Este homem, sou eu. Eu, o autor, que coligi, para você, as aventuras e as receitas culinárias do agente secreto Thomas Lieven.

Em agosto de 1958, meus editores enviaram-me, por um mês, aos Estados Unidos. Fiquei quatro meses. Eu deveria colher a documentação para um romance. O romance nunca foi escrito. O que foi escrito foi a história que você está lendo, neste momento. Eu a descobri nos Estados Unidos. E foi uma mulher maravilhosamente bela - como poderia ser de outra maneira? - quem me forneceu a primeira pista.

Por motivos óbvios, eu não posso dizer o nome da cidade onde vi essa mulher pela primeira vez. Era uma quente tarde de setembro. Eu estava com fome. Um amigo, jornalista, recomendara-me um restaurante para gourmets. Fui lá. E foi então que eu a vi...

Saltos altos, um tailleur bege, bem justo, ela caminhava à minha frente. Seus cabelos escuros tinham reflexos azuis. De estatura média, era maravilhosamente bem feita. Suas linhas lembravam um iate de corrida.

Apertei o passo e passei pela senhora. Tinha uma boca grande e vermelha, grandes olhos negros e uma bela testa.

Subitamente, esqueci que tinha fome...

A minha doce Lulu que me perdoe! Ela conhece os homens e sabe que o melhor deles nada vale quando o deixam viajar só.

Durante mil metros de avenida eu continuei com o jogo infantil. Às vezes caminhava adiante dela e às vezes deixava que ela passasse por mim. Quanto mais a via mais ela me agradava. Perdão, doce Lulu, perdão! Bem sabe que só amo a você.

A senhora, é claro, percebeu as minhas manobras. Sorriu levemente. Não estava zangada. As mulheres amáveis nunca se zangam. Ela, simplesmente, andou um pouco mais depressa. Eu também.

Subitamente, apareceu o restaurante recomendado por meu amigo. Algo de imprevisto aconteceu. A senhora interessante não continuou a caminhar. Ao contrário: ela entrou.

”Avante”, disse a mim mesmo, seguindo-a sem ter a mínima idéia do que me esperava do outro lado da porta.

Alcancei a senhora no pequeno vestiário. Ela dava uns toques no penteado, diante de um espelho.

- Hello! - disse eu em inglês. Ela sorriu para o espelho.

- Hello! -- disse ela, também.
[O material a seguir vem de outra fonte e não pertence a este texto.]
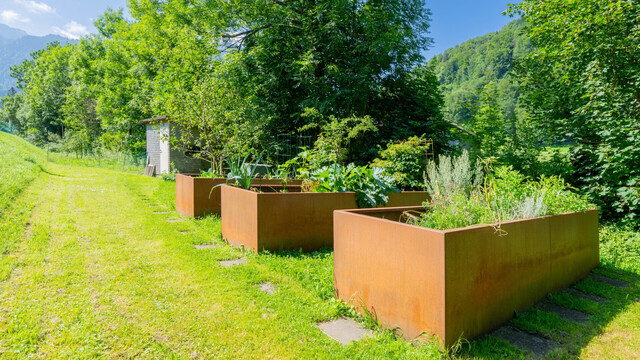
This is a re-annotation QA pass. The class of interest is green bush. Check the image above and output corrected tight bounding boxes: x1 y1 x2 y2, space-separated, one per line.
416 150 593 230
371 136 429 190
600 225 640 274
310 164 398 208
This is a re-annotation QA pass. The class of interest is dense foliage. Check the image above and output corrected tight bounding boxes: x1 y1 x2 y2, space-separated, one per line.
417 153 593 230
510 0 640 223
430 19 566 177
431 19 532 124
371 136 431 190
310 164 399 208
0 0 450 164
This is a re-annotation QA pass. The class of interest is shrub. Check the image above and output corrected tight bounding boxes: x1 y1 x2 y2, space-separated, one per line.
310 164 398 207
371 136 429 190
416 154 593 230
425 150 483 196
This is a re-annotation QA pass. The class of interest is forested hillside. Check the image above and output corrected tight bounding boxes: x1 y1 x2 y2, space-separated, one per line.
431 19 532 124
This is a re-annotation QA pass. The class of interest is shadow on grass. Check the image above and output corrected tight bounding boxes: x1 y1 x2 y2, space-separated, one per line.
24 158 65 177
458 267 640 359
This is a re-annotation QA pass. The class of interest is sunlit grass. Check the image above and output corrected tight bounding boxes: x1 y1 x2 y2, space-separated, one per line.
0 134 640 359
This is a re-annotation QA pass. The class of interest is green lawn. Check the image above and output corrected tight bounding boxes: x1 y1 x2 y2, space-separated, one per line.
0 134 640 359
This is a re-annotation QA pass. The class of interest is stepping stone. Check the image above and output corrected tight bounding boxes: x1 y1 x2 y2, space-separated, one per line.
491 326 558 356
259 282 276 294
564 288 607 304
591 274 629 288
536 301 589 323
318 319 371 345
220 258 247 267
196 244 218 250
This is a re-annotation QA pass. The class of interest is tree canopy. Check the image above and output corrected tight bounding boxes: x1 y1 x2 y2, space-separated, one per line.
510 0 640 224
1 0 450 161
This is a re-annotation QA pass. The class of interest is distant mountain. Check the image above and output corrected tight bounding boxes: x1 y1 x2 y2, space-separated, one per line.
0 24 75 96
430 19 533 124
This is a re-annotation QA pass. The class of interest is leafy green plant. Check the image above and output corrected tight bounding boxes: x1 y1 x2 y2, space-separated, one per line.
227 151 264 190
412 154 593 230
371 136 429 190
300 108 378 167
310 164 399 207
425 150 484 196
200 168 218 179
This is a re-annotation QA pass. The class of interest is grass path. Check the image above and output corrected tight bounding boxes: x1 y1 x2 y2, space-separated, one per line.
0 167 440 359
0 165 640 359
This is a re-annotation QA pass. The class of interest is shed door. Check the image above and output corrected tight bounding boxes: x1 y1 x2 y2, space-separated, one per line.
159 123 171 174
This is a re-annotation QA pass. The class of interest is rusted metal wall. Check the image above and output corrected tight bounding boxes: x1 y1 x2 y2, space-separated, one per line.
176 174 302 217
334 207 599 346
334 208 445 338
222 187 428 251
220 185 259 251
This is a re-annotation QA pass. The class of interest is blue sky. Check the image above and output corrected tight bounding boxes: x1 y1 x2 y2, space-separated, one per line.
424 0 518 58
0 0 127 39
0 0 515 58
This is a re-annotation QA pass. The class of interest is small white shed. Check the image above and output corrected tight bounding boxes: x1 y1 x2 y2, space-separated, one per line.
140 116 211 176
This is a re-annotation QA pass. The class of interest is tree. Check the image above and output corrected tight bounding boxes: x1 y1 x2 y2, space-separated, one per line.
11 42 73 143
0 88 22 131
509 0 640 223
213 0 448 161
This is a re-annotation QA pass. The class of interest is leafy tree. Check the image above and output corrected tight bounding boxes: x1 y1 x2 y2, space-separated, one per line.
11 42 73 143
509 0 640 221
470 82 507 160
430 19 533 126
300 109 378 168
218 0 448 161
0 88 23 131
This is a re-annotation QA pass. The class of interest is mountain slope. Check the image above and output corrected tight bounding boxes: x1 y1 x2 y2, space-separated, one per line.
430 19 532 124
0 24 74 97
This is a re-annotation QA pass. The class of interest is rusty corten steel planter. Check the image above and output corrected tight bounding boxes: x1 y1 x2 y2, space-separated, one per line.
176 174 302 217
334 207 599 347
222 186 429 252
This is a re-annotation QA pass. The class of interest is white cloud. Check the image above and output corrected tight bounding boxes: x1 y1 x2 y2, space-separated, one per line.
0 10 31 25
14 0 56 14
52 21 89 40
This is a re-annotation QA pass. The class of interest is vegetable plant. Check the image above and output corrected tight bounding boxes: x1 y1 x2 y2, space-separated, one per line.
227 151 264 190
412 150 593 230
310 164 399 207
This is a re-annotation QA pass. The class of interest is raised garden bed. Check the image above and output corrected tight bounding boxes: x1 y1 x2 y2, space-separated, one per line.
221 186 429 252
176 174 302 217
334 207 599 347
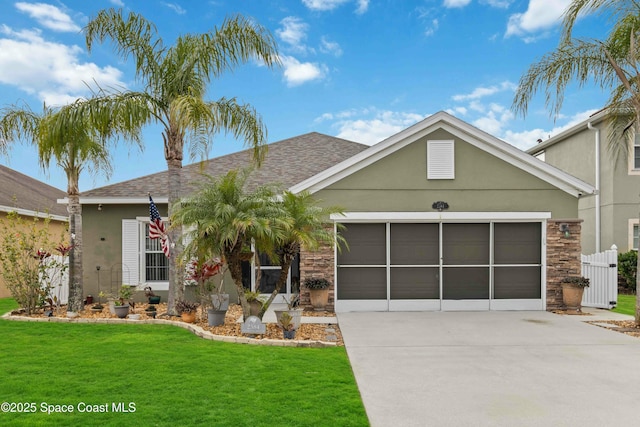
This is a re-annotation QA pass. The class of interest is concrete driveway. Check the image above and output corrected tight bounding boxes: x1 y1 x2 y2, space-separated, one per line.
338 312 640 427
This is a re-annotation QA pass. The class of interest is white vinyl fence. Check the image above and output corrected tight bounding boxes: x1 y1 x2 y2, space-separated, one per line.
582 245 618 309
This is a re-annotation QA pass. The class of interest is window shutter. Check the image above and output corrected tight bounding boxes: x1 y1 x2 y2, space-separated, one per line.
427 140 455 179
122 219 141 285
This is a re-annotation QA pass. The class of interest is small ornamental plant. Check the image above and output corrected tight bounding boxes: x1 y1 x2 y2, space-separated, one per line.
304 278 331 289
176 300 199 313
562 276 589 288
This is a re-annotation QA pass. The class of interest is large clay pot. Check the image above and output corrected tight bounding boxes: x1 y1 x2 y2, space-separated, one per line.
309 289 329 311
180 310 196 323
207 308 227 326
562 283 584 311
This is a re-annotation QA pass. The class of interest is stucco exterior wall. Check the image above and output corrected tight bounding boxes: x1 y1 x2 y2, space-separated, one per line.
316 130 578 218
0 212 68 298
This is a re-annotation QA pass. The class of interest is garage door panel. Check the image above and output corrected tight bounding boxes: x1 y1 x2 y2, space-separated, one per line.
493 266 542 299
442 224 490 265
442 267 489 300
390 224 440 265
337 267 387 300
391 267 440 299
338 224 387 265
494 222 542 264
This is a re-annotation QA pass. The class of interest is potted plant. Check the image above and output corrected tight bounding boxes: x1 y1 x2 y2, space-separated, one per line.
561 276 589 311
304 277 331 311
144 286 160 304
113 285 135 319
278 312 297 340
176 300 199 323
274 294 302 330
144 305 157 319
244 291 264 316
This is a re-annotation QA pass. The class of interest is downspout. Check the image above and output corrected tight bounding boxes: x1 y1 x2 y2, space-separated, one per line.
587 122 600 253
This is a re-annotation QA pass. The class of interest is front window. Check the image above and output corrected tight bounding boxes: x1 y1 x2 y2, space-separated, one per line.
144 223 169 282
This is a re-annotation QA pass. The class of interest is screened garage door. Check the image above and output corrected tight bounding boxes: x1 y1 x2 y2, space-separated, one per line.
336 222 544 311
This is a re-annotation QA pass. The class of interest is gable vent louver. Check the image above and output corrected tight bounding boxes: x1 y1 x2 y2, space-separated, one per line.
427 140 455 179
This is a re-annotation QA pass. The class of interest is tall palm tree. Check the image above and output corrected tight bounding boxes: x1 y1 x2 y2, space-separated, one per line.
84 9 279 314
259 191 346 318
0 101 136 311
512 0 640 325
170 170 289 318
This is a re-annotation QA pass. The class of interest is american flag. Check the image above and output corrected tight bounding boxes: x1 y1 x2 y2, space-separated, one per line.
149 195 170 258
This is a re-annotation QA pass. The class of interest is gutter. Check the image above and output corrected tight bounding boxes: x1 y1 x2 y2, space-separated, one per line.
587 122 600 253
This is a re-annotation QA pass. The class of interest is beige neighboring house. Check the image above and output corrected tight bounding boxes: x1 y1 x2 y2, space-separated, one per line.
527 111 640 254
0 165 68 298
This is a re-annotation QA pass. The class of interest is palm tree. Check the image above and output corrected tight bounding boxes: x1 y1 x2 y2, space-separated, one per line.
259 191 346 318
512 0 640 325
170 170 289 318
0 101 135 311
84 9 279 314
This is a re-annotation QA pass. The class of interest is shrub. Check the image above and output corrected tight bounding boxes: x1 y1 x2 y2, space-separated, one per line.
618 250 638 291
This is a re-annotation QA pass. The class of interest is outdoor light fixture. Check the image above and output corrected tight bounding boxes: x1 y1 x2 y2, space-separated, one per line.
431 201 449 212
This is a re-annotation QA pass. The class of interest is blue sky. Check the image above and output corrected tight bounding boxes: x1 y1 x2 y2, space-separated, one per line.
0 0 608 191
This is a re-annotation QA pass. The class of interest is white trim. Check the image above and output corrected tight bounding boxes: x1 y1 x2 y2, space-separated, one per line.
627 218 640 250
0 205 69 222
330 212 551 222
290 111 595 197
75 196 169 205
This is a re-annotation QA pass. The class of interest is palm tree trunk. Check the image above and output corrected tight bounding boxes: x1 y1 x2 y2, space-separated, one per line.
167 159 183 316
68 193 84 311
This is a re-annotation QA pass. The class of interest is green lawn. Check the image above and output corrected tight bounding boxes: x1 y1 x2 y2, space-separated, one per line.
0 299 368 426
612 295 636 316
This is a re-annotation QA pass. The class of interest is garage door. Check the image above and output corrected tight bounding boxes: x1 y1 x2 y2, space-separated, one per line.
336 222 544 311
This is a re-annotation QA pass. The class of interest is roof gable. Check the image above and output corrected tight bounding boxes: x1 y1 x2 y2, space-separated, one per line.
0 165 68 221
291 112 594 197
80 132 368 204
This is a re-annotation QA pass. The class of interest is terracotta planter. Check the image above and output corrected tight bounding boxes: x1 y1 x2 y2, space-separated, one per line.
180 311 196 323
562 283 584 311
309 289 329 311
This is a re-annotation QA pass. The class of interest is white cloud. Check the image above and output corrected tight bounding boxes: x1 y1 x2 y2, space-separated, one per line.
316 108 425 145
0 25 125 105
280 56 328 86
320 36 342 56
356 0 369 15
480 0 513 9
15 2 80 32
452 81 518 101
442 0 471 8
302 0 369 15
505 0 571 40
502 109 598 150
276 16 309 51
162 2 187 15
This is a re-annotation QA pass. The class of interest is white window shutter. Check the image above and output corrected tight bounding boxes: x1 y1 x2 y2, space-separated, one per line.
427 140 455 179
122 219 143 286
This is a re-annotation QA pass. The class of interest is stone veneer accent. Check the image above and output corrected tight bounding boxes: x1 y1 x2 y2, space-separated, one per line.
547 219 582 310
300 219 582 311
300 244 335 311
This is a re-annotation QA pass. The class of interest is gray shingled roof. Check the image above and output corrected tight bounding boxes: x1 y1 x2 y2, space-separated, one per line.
82 132 369 198
0 165 69 217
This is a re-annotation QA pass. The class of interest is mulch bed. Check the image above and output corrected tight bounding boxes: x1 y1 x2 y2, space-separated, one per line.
12 303 344 346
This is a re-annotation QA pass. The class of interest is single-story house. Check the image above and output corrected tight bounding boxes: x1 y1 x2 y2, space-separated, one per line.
80 112 594 311
0 165 69 298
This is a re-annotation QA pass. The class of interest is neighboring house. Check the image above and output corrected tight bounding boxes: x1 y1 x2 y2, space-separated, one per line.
0 165 68 298
527 112 640 254
81 112 594 311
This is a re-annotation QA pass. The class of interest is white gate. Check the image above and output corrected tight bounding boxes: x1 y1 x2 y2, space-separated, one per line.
582 245 618 309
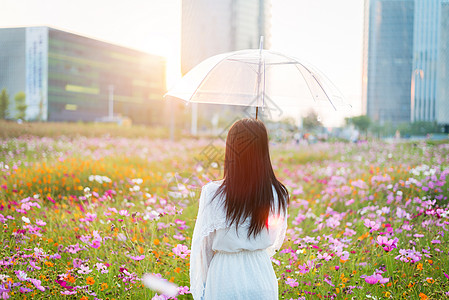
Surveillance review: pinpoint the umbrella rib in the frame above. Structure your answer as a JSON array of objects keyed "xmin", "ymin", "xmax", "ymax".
[
  {"xmin": 189, "ymin": 52, "xmax": 235, "ymax": 102},
  {"xmin": 295, "ymin": 62, "xmax": 337, "ymax": 111}
]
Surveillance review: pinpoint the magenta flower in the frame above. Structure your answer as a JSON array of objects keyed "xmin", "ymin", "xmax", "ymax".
[
  {"xmin": 363, "ymin": 219, "xmax": 380, "ymax": 232},
  {"xmin": 377, "ymin": 235, "xmax": 399, "ymax": 252},
  {"xmin": 317, "ymin": 253, "xmax": 332, "ymax": 261},
  {"xmin": 128, "ymin": 255, "xmax": 145, "ymax": 261},
  {"xmin": 365, "ymin": 273, "xmax": 390, "ymax": 284},
  {"xmin": 118, "ymin": 209, "xmax": 129, "ymax": 217},
  {"xmin": 178, "ymin": 286, "xmax": 190, "ymax": 295},
  {"xmin": 172, "ymin": 244, "xmax": 190, "ymax": 258},
  {"xmin": 285, "ymin": 277, "xmax": 299, "ymax": 287}
]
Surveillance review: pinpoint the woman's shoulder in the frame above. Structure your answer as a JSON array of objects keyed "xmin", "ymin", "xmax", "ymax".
[{"xmin": 203, "ymin": 179, "xmax": 223, "ymax": 190}]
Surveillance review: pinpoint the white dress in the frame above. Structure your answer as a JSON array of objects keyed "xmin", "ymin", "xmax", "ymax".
[{"xmin": 190, "ymin": 181, "xmax": 287, "ymax": 300}]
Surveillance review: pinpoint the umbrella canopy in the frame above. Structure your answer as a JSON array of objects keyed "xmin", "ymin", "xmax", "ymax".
[{"xmin": 166, "ymin": 49, "xmax": 348, "ymax": 114}]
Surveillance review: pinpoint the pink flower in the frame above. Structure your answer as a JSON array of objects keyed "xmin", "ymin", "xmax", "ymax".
[
  {"xmin": 128, "ymin": 255, "xmax": 145, "ymax": 261},
  {"xmin": 172, "ymin": 244, "xmax": 190, "ymax": 258},
  {"xmin": 29, "ymin": 278, "xmax": 45, "ymax": 292},
  {"xmin": 118, "ymin": 209, "xmax": 129, "ymax": 217},
  {"xmin": 377, "ymin": 235, "xmax": 399, "ymax": 252},
  {"xmin": 365, "ymin": 273, "xmax": 390, "ymax": 284},
  {"xmin": 78, "ymin": 265, "xmax": 92, "ymax": 274},
  {"xmin": 178, "ymin": 286, "xmax": 190, "ymax": 295},
  {"xmin": 285, "ymin": 277, "xmax": 299, "ymax": 287},
  {"xmin": 317, "ymin": 253, "xmax": 332, "ymax": 261},
  {"xmin": 363, "ymin": 219, "xmax": 380, "ymax": 232}
]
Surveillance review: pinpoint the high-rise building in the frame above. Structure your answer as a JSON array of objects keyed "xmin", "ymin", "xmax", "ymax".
[
  {"xmin": 181, "ymin": 0, "xmax": 271, "ymax": 135},
  {"xmin": 0, "ymin": 27, "xmax": 166, "ymax": 124},
  {"xmin": 181, "ymin": 0, "xmax": 271, "ymax": 74},
  {"xmin": 362, "ymin": 0, "xmax": 449, "ymax": 125},
  {"xmin": 362, "ymin": 0, "xmax": 414, "ymax": 124},
  {"xmin": 435, "ymin": 0, "xmax": 449, "ymax": 125},
  {"xmin": 411, "ymin": 0, "xmax": 440, "ymax": 121}
]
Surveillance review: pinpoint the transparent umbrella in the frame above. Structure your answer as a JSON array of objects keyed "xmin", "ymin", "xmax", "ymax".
[{"xmin": 165, "ymin": 40, "xmax": 350, "ymax": 118}]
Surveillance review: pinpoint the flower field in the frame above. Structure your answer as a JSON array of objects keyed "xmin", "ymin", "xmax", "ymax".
[{"xmin": 0, "ymin": 136, "xmax": 449, "ymax": 300}]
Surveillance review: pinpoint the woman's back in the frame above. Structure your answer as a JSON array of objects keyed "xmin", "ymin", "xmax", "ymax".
[
  {"xmin": 190, "ymin": 119, "xmax": 289, "ymax": 300},
  {"xmin": 190, "ymin": 181, "xmax": 287, "ymax": 299}
]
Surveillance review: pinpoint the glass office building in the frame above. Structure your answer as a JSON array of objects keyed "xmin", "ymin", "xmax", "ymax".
[
  {"xmin": 435, "ymin": 0, "xmax": 449, "ymax": 125},
  {"xmin": 362, "ymin": 0, "xmax": 449, "ymax": 125},
  {"xmin": 0, "ymin": 27, "xmax": 165, "ymax": 124},
  {"xmin": 181, "ymin": 0, "xmax": 271, "ymax": 74},
  {"xmin": 362, "ymin": 0, "xmax": 415, "ymax": 124},
  {"xmin": 411, "ymin": 0, "xmax": 441, "ymax": 121}
]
Apresentei-me, inclinando o busto.

- Devo confessar - disse eu a seguir - que, desde que nasci, sou de uma timidez doentia. Nunca, nem mesmo em sonhos, teria a idéia de dirigir a palavra a uma pessoa desconhecida.

- Não diga - disse ela virando-se.

- É verdade. Mas hoje, logo que a vi, não pude resistir. Acredite, a senhora ajudou-me a vencer o meu complexo.

Estou muito grato. Um acontecimento seme’lhante deve ser festejado. Parece que aqui se come um peito de faisão que é notável.

- Sim - disse ela, olhando-me com ar sério. - O peito de faisão é excelente.

- Neste caso, permita que eu a preceda. Saí do vestiário. Ela seguiu-me.

A sala do restaurante era de dimensões médias e muito bem decorada com móveis antigos. Estava completamente cheia. Apenas uma mesa num ângulo estava vazia mas tinha um cartão ”Reservada”.

Um garçom aproximou-se. Disfarçadamente dei-lhe uma nota de cinco dólares.

- Obrigado - disse eu - por nos ter reservado a mesa.

Ajudei a excitante senhora a sentar-se.

- Dois peitos de faisão, Henry - disse a senhora.

- Antes uma bisque de camarões. Mas antes um aperitivo. Um martini seco.

”Felizmente o meu editor é generoso. A conta vai ser salgada.”

- Preferiria um uísque.

- Eu também - disse a senhora. - Dois duplos, então, Henry.

- Muito bem, patroa - disse Henry.

- Como? - perguntei. - Foi ”patroa” que ele disse?

- Ele disse ”patroa”.

- Mas, por quê?

- Porque eu sou a patroa aqui - disse ela rindo.

- O senhor poderia ter economizado os seus cinco dólares.

- Isto não tem importância. Quem paga é o meu editor.

- Seu editor? O senhor é escritor?

- Alguns são dessa opinião, outros não. Miss... hum... hum...

- Thompson - disse ela -, Pamela Thompson. Subitamente, ela olhava para mim com verdadeiro interesse. Por quê?

- De repente a senhora passou a olhar para mim com verdadeiro interesse, Miss Thompson. Por quê?

- Porque o senhor é escritor, Mr. Simmel, gosto muito de escritores.

- Que sorte, Miss Thompson.

Para resumir, senhoras e senhores, a bisque estava excelente, o peito de faisão uma maravilha. Eu falava sem parar. Com muito espírito, como é fácil de compreender. Quando chegou o café eu já controlava a situação. Ela aceitou o meu convite para ir ao cinema.

- De acordo, Mr. Simmel. Arranjarei os lugares. Conheço o proprietário do cinema. Quer ir buscar-me?

- Com enorme prazer, Miss Thompson.

- Digamos às sete e meia? Isso nos dará tempo para tomar um drinque em minha casa.

- Sete e meia, ótimo.

”Puxa, diabo!” disse a mim mesmo, ”devo causar um efeito formidável nas mulheres. Deveria ter sido galã, imbecil que sou.”

Nessa tarde fui ao barbeiro. Depois comprei duas belas orquídeas e vesti a minha melhor roupa: o terno azulmarinho. Às sete e meia em ponto toquei a campainha da porta de um apartamento. Uma placa de cobre tinha a inscrição:

 

         THOMPSON

 

Não esperei muito. A porta foi aberta e um homem de aproximadamente cinqüenta anos apareceu, no umbral. Esbelto e de estatura regular, tinha o rosto fino, olhos inteligentes, uma larga testa e têmporas grisalhas. Além disso, ele tinha um nariz grego de forma clássica e um pequeno bigode. Tudo que pode agradar às mulheres, afinal.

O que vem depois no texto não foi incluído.